Although there's no picture of me (!), there is a section for each class I'm teaching, with a class calendar, course description, and official proficiencies for each one. There are also links to various sites which focus on media literacy, American literature, grammar, SAT preparation, scholarship information, the Town of Billerica, and even to my e-mail address. Sitting in front of a computer at home, at school, or anywhere else, a student can find out tomorrow's assignment, see when the next test is, register for SAT's, apply for a scholarship, look up something in an encyclopedia or dictionary, or even ask the teacher a question.
That being said, I hasten to point out that the site is still "under construction," not very fancy, and certainly not the only one of its kind in the Billerica School System.
When I mentioned my little project to a high-ranking school administrator, he said that he thought that in the future, every teacher would have a Web site along some of the same lines.
It's axiomatic to say that media is about communicating with people.

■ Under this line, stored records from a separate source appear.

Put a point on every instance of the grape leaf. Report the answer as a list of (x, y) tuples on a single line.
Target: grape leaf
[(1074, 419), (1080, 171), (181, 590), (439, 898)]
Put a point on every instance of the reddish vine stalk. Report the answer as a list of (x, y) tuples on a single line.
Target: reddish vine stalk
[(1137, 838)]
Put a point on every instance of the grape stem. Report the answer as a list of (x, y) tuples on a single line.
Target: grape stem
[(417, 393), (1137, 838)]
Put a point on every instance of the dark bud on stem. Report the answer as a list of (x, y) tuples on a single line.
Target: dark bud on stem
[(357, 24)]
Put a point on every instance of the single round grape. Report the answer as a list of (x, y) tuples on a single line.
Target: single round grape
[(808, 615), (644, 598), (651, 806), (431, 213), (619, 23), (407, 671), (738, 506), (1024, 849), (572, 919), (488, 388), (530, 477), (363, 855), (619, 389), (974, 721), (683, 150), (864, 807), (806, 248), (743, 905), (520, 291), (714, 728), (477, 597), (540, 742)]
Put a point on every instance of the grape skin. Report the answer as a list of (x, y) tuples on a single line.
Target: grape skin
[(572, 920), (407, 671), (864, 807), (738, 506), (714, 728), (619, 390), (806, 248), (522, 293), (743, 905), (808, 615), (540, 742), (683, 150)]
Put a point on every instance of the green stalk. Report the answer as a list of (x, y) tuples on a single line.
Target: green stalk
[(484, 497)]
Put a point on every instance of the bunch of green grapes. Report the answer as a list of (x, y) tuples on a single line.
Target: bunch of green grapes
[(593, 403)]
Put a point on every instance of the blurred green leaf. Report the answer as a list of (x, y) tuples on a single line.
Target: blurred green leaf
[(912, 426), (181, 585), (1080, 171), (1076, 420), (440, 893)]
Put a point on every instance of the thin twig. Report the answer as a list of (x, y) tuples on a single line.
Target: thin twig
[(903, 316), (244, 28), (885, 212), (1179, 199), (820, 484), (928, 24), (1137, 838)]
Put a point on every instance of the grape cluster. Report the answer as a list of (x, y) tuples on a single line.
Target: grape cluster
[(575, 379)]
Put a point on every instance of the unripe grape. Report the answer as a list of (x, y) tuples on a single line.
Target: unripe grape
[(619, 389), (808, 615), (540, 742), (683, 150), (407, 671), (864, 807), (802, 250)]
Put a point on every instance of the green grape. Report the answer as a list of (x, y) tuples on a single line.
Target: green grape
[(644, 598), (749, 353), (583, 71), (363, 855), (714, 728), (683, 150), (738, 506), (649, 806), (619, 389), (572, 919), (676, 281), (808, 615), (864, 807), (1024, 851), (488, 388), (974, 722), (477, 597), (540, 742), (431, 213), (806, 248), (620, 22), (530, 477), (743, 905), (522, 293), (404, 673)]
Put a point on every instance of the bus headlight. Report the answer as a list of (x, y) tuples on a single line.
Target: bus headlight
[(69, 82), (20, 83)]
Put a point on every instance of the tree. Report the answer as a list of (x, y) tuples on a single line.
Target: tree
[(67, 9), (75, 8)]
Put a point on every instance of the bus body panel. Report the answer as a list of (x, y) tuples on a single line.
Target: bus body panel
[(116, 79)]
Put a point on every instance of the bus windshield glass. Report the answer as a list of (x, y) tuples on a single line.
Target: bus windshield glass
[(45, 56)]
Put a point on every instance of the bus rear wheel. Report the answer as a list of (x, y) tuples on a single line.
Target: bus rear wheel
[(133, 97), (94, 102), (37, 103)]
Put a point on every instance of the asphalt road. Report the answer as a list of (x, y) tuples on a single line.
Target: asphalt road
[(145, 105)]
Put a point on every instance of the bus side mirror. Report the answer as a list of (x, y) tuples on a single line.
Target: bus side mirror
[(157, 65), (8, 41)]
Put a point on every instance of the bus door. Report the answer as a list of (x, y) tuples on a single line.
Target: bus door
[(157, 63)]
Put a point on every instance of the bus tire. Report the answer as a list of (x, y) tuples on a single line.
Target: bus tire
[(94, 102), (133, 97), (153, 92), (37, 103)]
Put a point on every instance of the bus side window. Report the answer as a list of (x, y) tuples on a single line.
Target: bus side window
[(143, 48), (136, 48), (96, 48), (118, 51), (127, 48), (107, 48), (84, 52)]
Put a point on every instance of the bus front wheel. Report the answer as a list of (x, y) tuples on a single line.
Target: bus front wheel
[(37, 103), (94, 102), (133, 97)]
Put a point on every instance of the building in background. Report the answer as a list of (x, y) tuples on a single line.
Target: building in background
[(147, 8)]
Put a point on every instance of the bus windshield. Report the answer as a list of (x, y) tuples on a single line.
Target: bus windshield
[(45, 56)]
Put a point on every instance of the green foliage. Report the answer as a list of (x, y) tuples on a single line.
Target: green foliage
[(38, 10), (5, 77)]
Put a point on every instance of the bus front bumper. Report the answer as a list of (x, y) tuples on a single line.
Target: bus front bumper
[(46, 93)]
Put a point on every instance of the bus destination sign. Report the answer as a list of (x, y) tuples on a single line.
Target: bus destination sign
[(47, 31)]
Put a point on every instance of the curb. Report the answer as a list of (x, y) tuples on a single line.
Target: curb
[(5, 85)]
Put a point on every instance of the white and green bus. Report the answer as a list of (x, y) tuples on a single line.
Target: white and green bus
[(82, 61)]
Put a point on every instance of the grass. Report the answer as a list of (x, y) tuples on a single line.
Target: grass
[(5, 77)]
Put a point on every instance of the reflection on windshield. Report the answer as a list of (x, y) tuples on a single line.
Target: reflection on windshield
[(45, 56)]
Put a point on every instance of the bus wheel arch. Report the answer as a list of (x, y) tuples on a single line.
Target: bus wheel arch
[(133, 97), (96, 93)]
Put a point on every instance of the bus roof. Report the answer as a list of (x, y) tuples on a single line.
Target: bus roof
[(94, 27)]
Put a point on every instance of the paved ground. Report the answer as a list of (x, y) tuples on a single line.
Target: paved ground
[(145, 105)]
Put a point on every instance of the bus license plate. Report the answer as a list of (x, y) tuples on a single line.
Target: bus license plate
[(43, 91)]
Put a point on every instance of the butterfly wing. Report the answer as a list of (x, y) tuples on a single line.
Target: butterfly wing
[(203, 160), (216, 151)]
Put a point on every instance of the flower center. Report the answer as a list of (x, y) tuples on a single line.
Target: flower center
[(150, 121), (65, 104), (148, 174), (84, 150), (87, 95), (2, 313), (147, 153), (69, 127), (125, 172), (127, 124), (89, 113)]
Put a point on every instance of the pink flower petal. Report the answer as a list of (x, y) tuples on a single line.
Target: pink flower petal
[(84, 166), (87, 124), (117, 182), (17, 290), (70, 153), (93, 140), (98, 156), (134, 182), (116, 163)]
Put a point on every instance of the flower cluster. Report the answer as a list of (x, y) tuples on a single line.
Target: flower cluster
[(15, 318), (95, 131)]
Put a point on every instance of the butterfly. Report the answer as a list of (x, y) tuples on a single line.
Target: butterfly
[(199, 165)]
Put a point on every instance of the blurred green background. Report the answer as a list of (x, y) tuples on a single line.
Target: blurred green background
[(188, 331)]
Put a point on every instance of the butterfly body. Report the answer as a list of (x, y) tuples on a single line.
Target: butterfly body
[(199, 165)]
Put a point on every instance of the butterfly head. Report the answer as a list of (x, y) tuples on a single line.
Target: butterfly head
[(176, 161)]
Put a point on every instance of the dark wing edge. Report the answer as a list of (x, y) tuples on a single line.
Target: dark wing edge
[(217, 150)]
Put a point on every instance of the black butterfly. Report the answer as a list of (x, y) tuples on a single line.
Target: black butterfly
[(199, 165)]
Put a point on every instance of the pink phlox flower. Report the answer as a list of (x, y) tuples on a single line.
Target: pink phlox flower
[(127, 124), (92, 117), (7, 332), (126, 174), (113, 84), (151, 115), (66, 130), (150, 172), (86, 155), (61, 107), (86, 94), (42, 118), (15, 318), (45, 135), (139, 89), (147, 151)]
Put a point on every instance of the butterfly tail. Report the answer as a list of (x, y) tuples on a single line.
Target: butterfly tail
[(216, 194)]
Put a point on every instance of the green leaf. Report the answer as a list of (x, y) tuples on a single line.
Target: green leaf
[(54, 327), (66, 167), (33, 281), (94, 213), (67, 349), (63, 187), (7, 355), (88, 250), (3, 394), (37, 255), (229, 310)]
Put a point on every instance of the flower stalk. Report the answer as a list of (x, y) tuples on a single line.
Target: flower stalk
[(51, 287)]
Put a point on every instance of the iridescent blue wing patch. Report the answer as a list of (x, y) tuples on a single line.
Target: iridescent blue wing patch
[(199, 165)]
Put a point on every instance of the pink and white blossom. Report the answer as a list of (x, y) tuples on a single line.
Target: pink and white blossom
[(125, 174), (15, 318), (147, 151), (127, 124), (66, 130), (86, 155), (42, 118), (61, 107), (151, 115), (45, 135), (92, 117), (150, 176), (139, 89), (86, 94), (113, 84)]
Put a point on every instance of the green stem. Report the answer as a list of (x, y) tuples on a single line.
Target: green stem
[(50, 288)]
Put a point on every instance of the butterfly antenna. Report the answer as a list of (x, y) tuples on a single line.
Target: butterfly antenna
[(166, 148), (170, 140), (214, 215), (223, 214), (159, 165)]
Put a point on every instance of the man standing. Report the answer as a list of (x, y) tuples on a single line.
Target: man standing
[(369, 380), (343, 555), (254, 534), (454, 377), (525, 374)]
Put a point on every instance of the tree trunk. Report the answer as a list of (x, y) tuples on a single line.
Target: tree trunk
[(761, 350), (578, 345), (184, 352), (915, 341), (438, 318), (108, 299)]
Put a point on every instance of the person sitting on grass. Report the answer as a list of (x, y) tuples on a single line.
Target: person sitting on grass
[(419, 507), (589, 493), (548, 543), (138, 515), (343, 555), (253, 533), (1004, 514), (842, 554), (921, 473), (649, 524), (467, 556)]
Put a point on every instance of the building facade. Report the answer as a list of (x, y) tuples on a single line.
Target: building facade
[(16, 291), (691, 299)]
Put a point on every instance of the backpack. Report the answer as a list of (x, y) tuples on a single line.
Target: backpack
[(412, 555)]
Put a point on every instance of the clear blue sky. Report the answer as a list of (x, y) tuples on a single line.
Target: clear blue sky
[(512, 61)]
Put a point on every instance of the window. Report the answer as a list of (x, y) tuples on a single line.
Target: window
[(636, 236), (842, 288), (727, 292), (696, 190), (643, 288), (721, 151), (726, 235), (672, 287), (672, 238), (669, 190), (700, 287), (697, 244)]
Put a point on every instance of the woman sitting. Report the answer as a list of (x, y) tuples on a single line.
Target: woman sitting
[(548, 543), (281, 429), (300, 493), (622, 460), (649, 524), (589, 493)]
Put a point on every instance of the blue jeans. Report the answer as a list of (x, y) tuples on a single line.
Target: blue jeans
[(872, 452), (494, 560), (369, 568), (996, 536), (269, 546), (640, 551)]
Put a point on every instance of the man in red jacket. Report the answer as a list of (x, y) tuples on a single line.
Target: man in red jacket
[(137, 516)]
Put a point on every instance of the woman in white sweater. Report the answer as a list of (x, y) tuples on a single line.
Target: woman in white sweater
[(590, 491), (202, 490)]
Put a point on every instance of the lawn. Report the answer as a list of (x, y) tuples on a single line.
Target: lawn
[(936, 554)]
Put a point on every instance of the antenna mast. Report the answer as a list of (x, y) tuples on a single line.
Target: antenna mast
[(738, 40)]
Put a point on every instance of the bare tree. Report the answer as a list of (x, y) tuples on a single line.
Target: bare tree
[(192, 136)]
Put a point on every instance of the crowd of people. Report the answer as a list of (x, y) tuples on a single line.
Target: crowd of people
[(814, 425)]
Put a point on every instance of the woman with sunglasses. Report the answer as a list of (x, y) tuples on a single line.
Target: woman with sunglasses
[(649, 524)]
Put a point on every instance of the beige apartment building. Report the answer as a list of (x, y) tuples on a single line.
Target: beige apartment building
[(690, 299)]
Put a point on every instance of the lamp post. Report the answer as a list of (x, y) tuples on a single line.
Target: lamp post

And that the best way to communicate with people is to communicate with them where they are, where they spend their time, and where they're comfortable. It's also important to make that communication as easy for the recipient as possible - that's why we get newspapers delivered to our doorsteps, TV news brought into our living rooms, and Web sites just a few keystrokes away.
As it gets easier and easier to develop Web sites (it's now so easy, even an English teacher can do it!), we're going to see more and more organizations and individuals turn to the Internet to get their message across. We're not talking cutting-edge technology here, nor even complicated or esoteric content. Whether it's a church in Rhode Island looking for priests or an English teacher in Billerica making assignments and research tools easier to access for students, the fact that these very ordinary, very diverse, and very non-technical matters are finding a home on the World Wide Web signals a dramatic change in the way we're communicating today.
If it can be said that years ago we witnessed the birth of the Information Age, perhaps today we're seeing it come of age. First came the high-tech folks putting stuff up on the Internet. Shortly thereafter, regular people like you and me learned how to receive those media messages. Slowly but surely, we're now learning how to construct our own - to be the designers and hosts of Web sites as well as simply readers of them.
It's the difference between learning how to read and learning how to write, the difference between watching TV and shooting your own video. As more and more of us learn how to write and design pages for the World Wide Web, media literacy continues to grow.
Maybe I'll even include a link on my site to the priests at the Diocese of Providence. After all, there may be more than one way to pass English.
Bill Walsh is the A/V Media Specialist at Billerica High School, Billerica, MA.